About a month ago, the beginning of January, a reader contacted me to comment on my Trend Tracking Indexes (TTIs).
He liked the idea of following trends, but believed that the potential buy signal back into bullish territory was not happening fast enough. So he designed his own accelerated system, which indicated a move back into equities at that time. His reasoning was that, since he had lost a lot of money in the past he had a lot of making up to do, so he couldn’t waste anymore time waiting for my “slow” TTI to generate a new buy signal.
This is simply a bad idea for several reasons:
1. Looking back at January, we now know that the S&P; 500 lost some 8.5% and, most likely, this reader lost a similar amount with his new strategy.
2. Being aggressive by moving into the market based on “having to make up losses” is simply being ignorant and/or desperate. That idea alone will produce more losses more often than not.
3. The reader is trying to do what is commonly referred to as “curve fitting,” which means tightly adjusting an investment method to current circumstances. When the circumstances change, he needs to make adjustments again and again.
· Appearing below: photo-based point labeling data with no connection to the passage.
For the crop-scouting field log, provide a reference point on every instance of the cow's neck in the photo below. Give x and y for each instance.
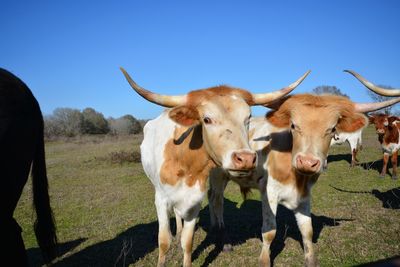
(186, 159)
(280, 168)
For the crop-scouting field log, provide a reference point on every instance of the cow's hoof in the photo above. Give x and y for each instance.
(227, 248)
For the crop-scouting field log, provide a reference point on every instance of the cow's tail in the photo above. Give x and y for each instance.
(45, 228)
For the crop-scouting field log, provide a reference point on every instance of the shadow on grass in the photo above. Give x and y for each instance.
(390, 199)
(35, 256)
(378, 165)
(339, 157)
(389, 262)
(126, 248)
(242, 223)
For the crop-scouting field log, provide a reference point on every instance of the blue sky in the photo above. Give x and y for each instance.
(69, 52)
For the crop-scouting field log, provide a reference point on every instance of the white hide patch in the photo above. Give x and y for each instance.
(354, 139)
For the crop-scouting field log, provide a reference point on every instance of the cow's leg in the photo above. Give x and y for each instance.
(354, 145)
(164, 231)
(385, 161)
(354, 160)
(269, 202)
(187, 241)
(178, 225)
(394, 165)
(303, 218)
(218, 182)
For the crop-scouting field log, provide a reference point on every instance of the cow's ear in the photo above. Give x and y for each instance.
(279, 118)
(392, 119)
(351, 122)
(371, 119)
(185, 115)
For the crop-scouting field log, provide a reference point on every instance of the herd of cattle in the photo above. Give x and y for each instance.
(204, 136)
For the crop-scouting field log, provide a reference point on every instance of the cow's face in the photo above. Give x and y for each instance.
(224, 120)
(383, 122)
(313, 121)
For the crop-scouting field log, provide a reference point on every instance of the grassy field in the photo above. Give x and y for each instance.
(104, 208)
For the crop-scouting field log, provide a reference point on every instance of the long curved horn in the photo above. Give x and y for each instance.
(374, 88)
(162, 100)
(263, 99)
(367, 107)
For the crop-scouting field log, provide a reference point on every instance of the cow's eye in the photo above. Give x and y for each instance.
(207, 120)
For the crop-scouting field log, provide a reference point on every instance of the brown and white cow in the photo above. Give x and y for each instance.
(292, 143)
(387, 128)
(203, 129)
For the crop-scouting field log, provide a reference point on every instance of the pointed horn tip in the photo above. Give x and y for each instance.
(123, 70)
(351, 72)
(296, 83)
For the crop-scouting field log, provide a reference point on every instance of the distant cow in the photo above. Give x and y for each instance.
(22, 147)
(387, 128)
(203, 129)
(354, 140)
(292, 143)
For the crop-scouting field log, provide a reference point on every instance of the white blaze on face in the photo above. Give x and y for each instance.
(225, 122)
(312, 130)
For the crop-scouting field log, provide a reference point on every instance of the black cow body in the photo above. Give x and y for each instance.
(22, 147)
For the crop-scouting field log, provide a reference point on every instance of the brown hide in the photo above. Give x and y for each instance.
(185, 158)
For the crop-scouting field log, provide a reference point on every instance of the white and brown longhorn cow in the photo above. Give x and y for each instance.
(203, 129)
(355, 142)
(292, 143)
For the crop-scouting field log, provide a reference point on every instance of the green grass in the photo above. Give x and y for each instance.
(105, 212)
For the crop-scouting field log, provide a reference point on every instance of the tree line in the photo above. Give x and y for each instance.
(71, 122)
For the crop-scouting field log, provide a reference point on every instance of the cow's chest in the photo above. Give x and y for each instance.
(184, 199)
(390, 148)
(287, 195)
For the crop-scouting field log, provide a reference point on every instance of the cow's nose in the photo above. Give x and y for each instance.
(380, 131)
(308, 164)
(244, 160)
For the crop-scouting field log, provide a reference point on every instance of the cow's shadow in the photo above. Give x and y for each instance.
(35, 257)
(390, 199)
(243, 223)
(339, 157)
(377, 165)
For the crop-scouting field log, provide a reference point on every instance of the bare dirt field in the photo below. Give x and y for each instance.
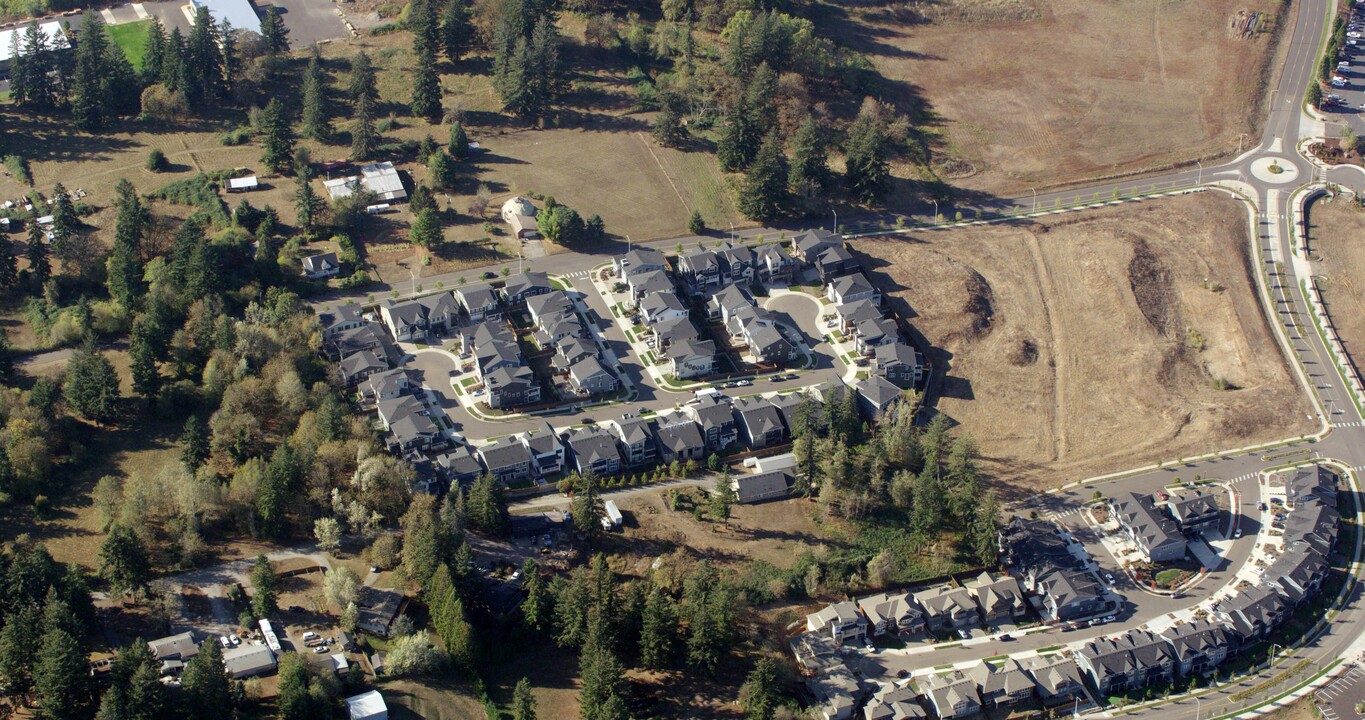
(1091, 343)
(1335, 237)
(1044, 92)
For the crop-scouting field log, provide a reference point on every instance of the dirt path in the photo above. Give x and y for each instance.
(1058, 361)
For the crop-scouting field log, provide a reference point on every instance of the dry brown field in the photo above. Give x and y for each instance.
(1335, 237)
(1049, 92)
(1081, 344)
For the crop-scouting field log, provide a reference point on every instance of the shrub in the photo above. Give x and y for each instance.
(156, 160)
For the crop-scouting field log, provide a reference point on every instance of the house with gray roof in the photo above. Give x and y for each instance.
(852, 288)
(548, 451)
(594, 451)
(522, 286)
(479, 302)
(1199, 646)
(952, 694)
(841, 620)
(588, 377)
(900, 364)
(715, 420)
(1001, 599)
(875, 395)
(1002, 685)
(321, 267)
(636, 440)
(548, 306)
(661, 306)
(892, 612)
(691, 358)
(647, 283)
(639, 261)
(774, 264)
(947, 608)
(1156, 534)
(760, 424)
(700, 271)
(507, 459)
(1055, 676)
(680, 439)
(762, 487)
(358, 368)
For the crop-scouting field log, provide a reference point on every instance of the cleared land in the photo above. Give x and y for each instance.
(1013, 82)
(1334, 237)
(1091, 343)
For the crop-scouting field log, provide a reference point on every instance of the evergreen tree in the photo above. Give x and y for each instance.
(763, 196)
(124, 562)
(759, 696)
(810, 156)
(866, 168)
(362, 82)
(273, 33)
(279, 137)
(456, 30)
(740, 140)
(315, 123)
(60, 676)
(426, 230)
(92, 385)
(195, 439)
(363, 135)
(205, 685)
(523, 702)
(265, 599)
(459, 146)
(658, 630)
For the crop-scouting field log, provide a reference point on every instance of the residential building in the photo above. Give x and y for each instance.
(691, 358)
(1199, 646)
(900, 364)
(715, 420)
(950, 694)
(875, 395)
(947, 608)
(762, 487)
(508, 459)
(700, 271)
(594, 451)
(760, 424)
(893, 702)
(661, 306)
(1193, 513)
(774, 264)
(1002, 683)
(358, 368)
(522, 286)
(321, 267)
(1151, 530)
(548, 306)
(1057, 678)
(636, 440)
(1001, 599)
(841, 620)
(548, 451)
(680, 439)
(638, 261)
(892, 612)
(479, 302)
(588, 377)
(852, 288)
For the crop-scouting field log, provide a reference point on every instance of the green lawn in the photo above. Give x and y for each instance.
(133, 38)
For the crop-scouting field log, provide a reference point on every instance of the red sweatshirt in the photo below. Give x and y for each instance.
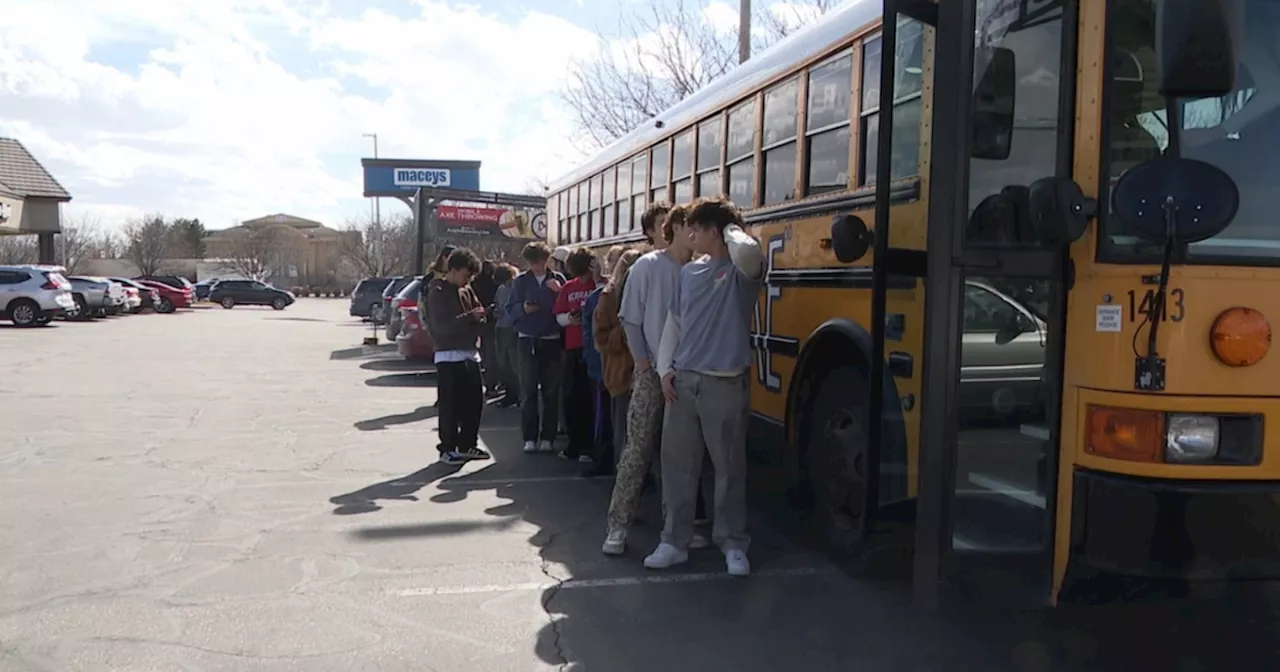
(571, 298)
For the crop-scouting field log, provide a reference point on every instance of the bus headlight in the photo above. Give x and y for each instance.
(1192, 438)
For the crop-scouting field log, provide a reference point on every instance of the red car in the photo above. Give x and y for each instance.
(414, 343)
(170, 297)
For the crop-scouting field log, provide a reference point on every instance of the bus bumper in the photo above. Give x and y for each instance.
(1175, 529)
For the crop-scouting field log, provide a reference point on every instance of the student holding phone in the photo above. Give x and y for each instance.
(530, 304)
(579, 406)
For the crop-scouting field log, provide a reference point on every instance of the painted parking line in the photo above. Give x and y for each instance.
(625, 581)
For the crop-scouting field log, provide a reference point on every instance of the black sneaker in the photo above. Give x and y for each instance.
(472, 453)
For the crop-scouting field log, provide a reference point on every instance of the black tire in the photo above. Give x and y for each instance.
(24, 312)
(837, 460)
(81, 311)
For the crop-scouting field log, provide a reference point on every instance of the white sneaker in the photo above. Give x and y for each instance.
(615, 543)
(666, 556)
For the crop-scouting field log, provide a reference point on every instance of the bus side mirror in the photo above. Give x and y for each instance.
(1197, 46)
(993, 106)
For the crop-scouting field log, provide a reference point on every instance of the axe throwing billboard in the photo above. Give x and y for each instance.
(485, 220)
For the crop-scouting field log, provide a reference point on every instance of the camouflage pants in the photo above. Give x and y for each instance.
(644, 433)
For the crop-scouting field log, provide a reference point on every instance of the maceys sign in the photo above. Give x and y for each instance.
(479, 220)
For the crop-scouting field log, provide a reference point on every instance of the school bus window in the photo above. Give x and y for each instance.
(711, 136)
(661, 172)
(640, 174)
(780, 142)
(611, 177)
(908, 81)
(711, 141)
(741, 182)
(624, 197)
(827, 126)
(741, 155)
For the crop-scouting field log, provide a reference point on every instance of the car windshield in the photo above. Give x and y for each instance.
(1238, 132)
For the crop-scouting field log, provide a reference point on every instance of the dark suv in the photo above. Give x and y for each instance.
(232, 293)
(366, 300)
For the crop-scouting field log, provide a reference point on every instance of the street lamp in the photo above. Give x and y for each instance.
(378, 216)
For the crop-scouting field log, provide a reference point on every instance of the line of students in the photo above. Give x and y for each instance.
(664, 337)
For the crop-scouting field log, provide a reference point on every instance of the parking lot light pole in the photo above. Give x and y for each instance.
(376, 229)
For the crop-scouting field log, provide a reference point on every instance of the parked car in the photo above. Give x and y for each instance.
(389, 292)
(96, 297)
(1002, 355)
(170, 297)
(32, 296)
(405, 298)
(414, 342)
(177, 282)
(231, 293)
(147, 297)
(366, 298)
(204, 288)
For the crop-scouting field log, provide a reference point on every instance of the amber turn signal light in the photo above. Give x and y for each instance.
(1240, 337)
(1128, 434)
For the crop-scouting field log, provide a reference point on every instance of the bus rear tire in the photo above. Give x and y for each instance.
(837, 461)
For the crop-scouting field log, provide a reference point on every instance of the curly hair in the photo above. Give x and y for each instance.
(677, 215)
(713, 213)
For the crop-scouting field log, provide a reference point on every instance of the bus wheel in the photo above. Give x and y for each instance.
(837, 461)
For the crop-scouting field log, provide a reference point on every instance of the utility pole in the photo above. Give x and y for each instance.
(378, 218)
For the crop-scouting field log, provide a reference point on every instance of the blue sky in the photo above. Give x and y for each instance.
(233, 109)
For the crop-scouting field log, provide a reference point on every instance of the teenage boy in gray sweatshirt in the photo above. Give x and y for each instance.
(704, 359)
(455, 319)
(542, 355)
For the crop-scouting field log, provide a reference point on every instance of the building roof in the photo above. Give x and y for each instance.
(22, 174)
(280, 218)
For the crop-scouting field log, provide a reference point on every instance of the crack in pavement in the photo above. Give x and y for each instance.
(553, 592)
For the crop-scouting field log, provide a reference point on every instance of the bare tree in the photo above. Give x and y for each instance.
(18, 250)
(360, 243)
(81, 238)
(661, 56)
(147, 242)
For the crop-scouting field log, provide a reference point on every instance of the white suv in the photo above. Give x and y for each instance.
(32, 296)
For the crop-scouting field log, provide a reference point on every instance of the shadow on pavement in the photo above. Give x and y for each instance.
(419, 379)
(417, 415)
(360, 352)
(397, 365)
(800, 612)
(405, 488)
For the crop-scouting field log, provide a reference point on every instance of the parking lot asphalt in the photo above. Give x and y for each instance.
(254, 490)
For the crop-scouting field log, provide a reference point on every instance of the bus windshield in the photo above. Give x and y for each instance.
(1238, 132)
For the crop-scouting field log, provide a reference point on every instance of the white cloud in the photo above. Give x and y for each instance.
(233, 109)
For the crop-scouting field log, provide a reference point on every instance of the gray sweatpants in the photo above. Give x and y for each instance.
(709, 415)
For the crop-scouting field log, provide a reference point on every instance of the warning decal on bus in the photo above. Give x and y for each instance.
(1110, 319)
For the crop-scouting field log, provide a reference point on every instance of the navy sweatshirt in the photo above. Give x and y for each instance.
(539, 324)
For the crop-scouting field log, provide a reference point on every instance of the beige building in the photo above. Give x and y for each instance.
(30, 197)
(300, 251)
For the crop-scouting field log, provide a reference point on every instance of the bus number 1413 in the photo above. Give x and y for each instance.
(1142, 306)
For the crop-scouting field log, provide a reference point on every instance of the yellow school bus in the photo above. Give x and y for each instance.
(1028, 309)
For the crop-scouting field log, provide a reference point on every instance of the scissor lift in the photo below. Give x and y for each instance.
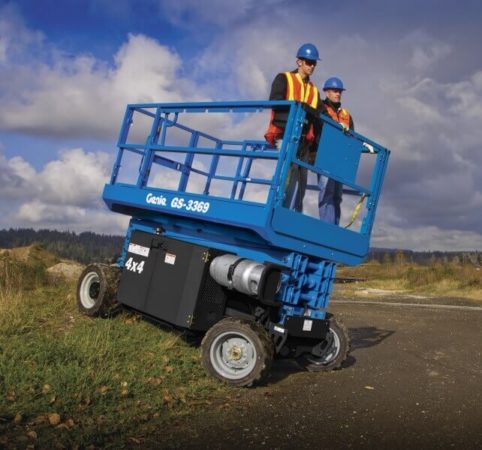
(213, 246)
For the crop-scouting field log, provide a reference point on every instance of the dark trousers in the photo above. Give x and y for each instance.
(297, 180)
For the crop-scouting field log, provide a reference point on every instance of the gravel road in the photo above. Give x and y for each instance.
(413, 380)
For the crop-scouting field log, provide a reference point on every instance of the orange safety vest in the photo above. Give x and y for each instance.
(298, 90)
(340, 116)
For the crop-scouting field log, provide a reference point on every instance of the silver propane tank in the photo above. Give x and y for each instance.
(243, 275)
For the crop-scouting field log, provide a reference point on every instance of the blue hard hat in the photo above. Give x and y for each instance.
(333, 83)
(308, 51)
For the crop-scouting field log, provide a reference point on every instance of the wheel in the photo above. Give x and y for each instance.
(97, 288)
(237, 351)
(331, 352)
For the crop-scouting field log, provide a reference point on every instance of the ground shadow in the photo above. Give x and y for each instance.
(364, 337)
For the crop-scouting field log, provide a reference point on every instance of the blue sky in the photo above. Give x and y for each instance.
(413, 71)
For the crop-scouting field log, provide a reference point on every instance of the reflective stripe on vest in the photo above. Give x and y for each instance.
(342, 116)
(297, 89)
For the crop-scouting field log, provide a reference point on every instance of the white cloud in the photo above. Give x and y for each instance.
(83, 96)
(64, 194)
(398, 91)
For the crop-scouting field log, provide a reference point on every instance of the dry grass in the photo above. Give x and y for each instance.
(442, 279)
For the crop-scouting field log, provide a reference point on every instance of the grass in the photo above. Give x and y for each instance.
(440, 279)
(70, 381)
(66, 379)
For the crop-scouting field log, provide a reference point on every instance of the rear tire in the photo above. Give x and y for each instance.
(238, 352)
(335, 350)
(97, 289)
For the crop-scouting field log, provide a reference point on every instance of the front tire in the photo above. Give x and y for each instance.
(334, 350)
(238, 352)
(97, 289)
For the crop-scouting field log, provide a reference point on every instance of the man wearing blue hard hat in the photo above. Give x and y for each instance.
(296, 85)
(330, 195)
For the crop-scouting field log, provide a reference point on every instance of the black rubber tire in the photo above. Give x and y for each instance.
(97, 289)
(334, 355)
(232, 343)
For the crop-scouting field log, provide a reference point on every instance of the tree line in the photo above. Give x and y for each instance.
(84, 247)
(90, 247)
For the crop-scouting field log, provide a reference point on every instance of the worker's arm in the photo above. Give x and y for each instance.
(278, 88)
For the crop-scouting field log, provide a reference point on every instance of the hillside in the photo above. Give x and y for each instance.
(85, 247)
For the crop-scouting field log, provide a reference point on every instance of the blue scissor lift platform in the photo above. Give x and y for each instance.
(213, 244)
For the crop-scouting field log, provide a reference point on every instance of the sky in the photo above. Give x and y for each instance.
(412, 69)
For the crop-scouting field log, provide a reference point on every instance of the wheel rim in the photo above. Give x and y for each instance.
(233, 355)
(89, 290)
(331, 352)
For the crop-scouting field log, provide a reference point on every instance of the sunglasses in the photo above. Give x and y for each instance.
(309, 62)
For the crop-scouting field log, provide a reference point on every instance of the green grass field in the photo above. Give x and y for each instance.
(70, 380)
(73, 381)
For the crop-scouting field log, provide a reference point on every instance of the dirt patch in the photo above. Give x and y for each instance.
(67, 270)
An investment method should be tailored like a comfortable suit. Not too tight and not too loose so that a couple of pounds either way won’t require you to constantly have to make alterations.
Comments 3
Dangerous move by your reader, IMHO. This is simply “market timing” and has little basis in reality. What if the market keeps heading down (as predicted by many)? This is no time to be “guessing” with a new system.
Your TTI works very well, Ulli. Thanks for keeping us solvent.
I agree…. I tried that last year and lost an additional 5%. Best to stick with Ulli’s TTI and exercise some discipline
I can see someone maybe investing a very small amount in a bottom-fishing attempt, but in doing so the odds are that you become the fish and the bottom is still a long way off.
Following a trend works better, but unless the S&P; crosses the 100 day moving average on the upside, there is very little likelihood of a trend change. The 50-day moving average is often the bouncing back point and might indicate a good entry point for shorting the market.
I'm sticking to cash and very short-term bonds at present.